# Regulome Explorer T test for numerical and binary data¶

Check out more notebooks at our 'Regulome Explorer Repository'!

In this notebook we describe the implementation of a student's t test to compute the significance of associations between a numerical feature (Gene expression, Somatic copy number, etc.) and Somatic mutation data which can be categorized into two groups according to the presence or absence of somatic mutations in a user defined gene. Detail of the test can be found the following link: https://en.wikipedia.org/wiki/Welch%27s_t-test

To describe the implementation of the test using BigQuery, we will use Gene expresion data of a user defined gene and the precense or absence of somatic mutation of a user defined gene. This data is read from a BigQuery table in the pancancer-atlas dataset.

The first step is to authorize access to BigQuery and the Google Cloud. For more information see 'Quick Start Guide to ISB-CGC' and alternative authentication methods can be found here.

#### Import Python libraries¶

In [1]:
from google.cloud import bigquery
import numpy as np
import pandas as pd
from scipy import stats
from scipy.stats import mstats
import seaborn as sns
import re_module.bq_functions as regulome


## User defined Parameters¶

The parameters for this experiment are the cancer type, the name of gene for which gene expression data will be obtained, and the clinical feature name. Categorical groups with number of samples smaller than 'MinSampleSize' will be ignored in the test.

In [2]:
cancer_type = 'LGG'
gene_expre = 'DRG2'
gene_mutation = 'TP53'
MinSampleSize = 10

bqclient = bigquery.Client()


## Data from BigQuery tables¶

The first step is to select all participants in the selected study with a least one mutation.

In [3]:
barcode_set = """barcodes AS (
SELECT Tumor_SampleBarcode AS SampleBarcode
FROM pancancer-atlas.Filtered.MC3_MAF_V5_one_per_tumor_sample
WHERE Study = '{0}'
)
""".format(cancer_type)


Gene expression data from the BigQuery: The following query string retrieves the gene expression data of the user specified gene ('gene_expre') from the 'Filtered.EBpp_AdjustPANCAN_IlluminaHiSeq_RNASeqV2_genExp_filtered' table available in pancancer-atlas dataset.

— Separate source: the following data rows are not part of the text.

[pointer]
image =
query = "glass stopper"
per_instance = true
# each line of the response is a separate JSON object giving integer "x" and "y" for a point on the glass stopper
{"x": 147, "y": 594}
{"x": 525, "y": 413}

The gene expression of a participant is computed as the average gene expression of the tumor samples of the participant. Moreover, we are considering only samples with a least somatic mutation.

In [4]:
query_table1 = """table1 AS (
SELECT Symbol, data, ParticipantBarcode
FROM (
SELECT
Symbol AS symbol, AVG( LOG10( normalized_count + 1 )) AS data, ParticipantBarcode
FROM  pancancer-atlas.Filtered.EBpp_AdjustPANCAN_IlluminaHiSeq_RNASeqV2_genExp_filtered
WHERE Study = '{0}' AND Symbol ='{1}' AND normalized_count IS NOT NULL
AND SampleBarcode  IN (SELECT * FROM barcodes)

GROUP BY
ParticipantBarcode, symbol
)
)
""".format(cancer_type, gene_expre )


Somatic mutation data from the BigQuery: The following string query will retrieve a table with patients with at least one Somatic mutation in the user defined gene ('mutation_name'). This information is extracted from the 'pancancer-atlas.Filtered.MC3_MAF_V5_one_per_tumor_sample' table, available in pancancer-atlas dataset. Notice that we only use samples in which FILTER = 'PASS'.

In [5]:
query_table2 = """table2 AS (
SELECT
ParticipantBarcode
FROM
(
SELECT
ParticipantBarcode AS ParticipantBarcode
FROM pancancer-atlas.Filtered.MC3_MAF_V5_one_per_tumor_sample
WHERE Study = '{0}' AND Hugo_Symbol = '{1}'
AND FILTER = 'PASS'
GROUP BY ParticipantBarcode
)
)
""".format(cancer_type, gene_mutation )


At this point we can take a look at the combined data (Gene expression and Somatic mutation) by using a simple LEFT JOIN command. Participants with and without somatic mutations are labeled as 'YES' and 'NO' respectively.

In [6]:
sql_data = 'WITH\n'+ barcode_set+','+ query_table1+','+query_table2

sql = (sql_data +
"""
SELECT
n1.data as data1,
IF( n2.ParticipantBarcode is null, 'NO', 'YES') as data2,
n1.ParticipantBarcode
FROM
table1 n1
LEFT JOIN  table2   n2
ON  n1.ParticipantBarcode = n2.ParticipantBarcode
""")

df_data = regulome.runQuery ( bqclient, sql, [] , dryRun=False )
df_data[1:10]

 in runQuery ...
the results for this query were previously cached

Out[6]:
data1 data2 ParticipantBarcode
1 2.986545 NO TCGA-VW-A7QS
2 2.398801 YES TCGA-DB-5280
3 2.513401 YES TCGA-HT-7611
4 3.063967 NO TCGA-DH-5141
5 2.549122 NO TCGA-HT-A616
6 2.769918 NO TCGA-HT-7694
7 2.527377 YES TCGA-CS-6290
8 2.832638 NO TCGA-HW-7495
9 2.373629 YES TCGA-WY-A85C

To visualize the gene expression data in both groups with or without somatic mutation, we can use a 'violinplot' plot:

In [8]:
df_data.rename(columns={ "data1": gene_expre, "data2": gene_mutation }, inplace=True)
sns.violinplot( x=df_data[gene_mutation], y=df_data[gene_expre], palette="Pastel1")

Out[8]:
<matplotlib.axes._subplots.AxesSubplot at 0x1a256eb2e8>

## BigQuery to Compute statistical association¶

The T-score (T), assuming the distributions of gene expression with and without mutation have unequal variances, is computed by using the following equation:

$$T = \frac{ \bar{g}_y - \bar{g}_n }{\sqrt{ \frac{s_y^2}{N_y} + \frac{s_n^2}{N_n} } }$$

where

• $\bar{g}_y$ and $\bar{g}_n$ are mean gene expression of participants with and without mutation.
• $N_y$ and $N_n$ are the number of participants in the group with and without mutation.
• $s_y^2$ and $s_n^2$ are the variance of gene expression for the participants with and without mutation, respectively.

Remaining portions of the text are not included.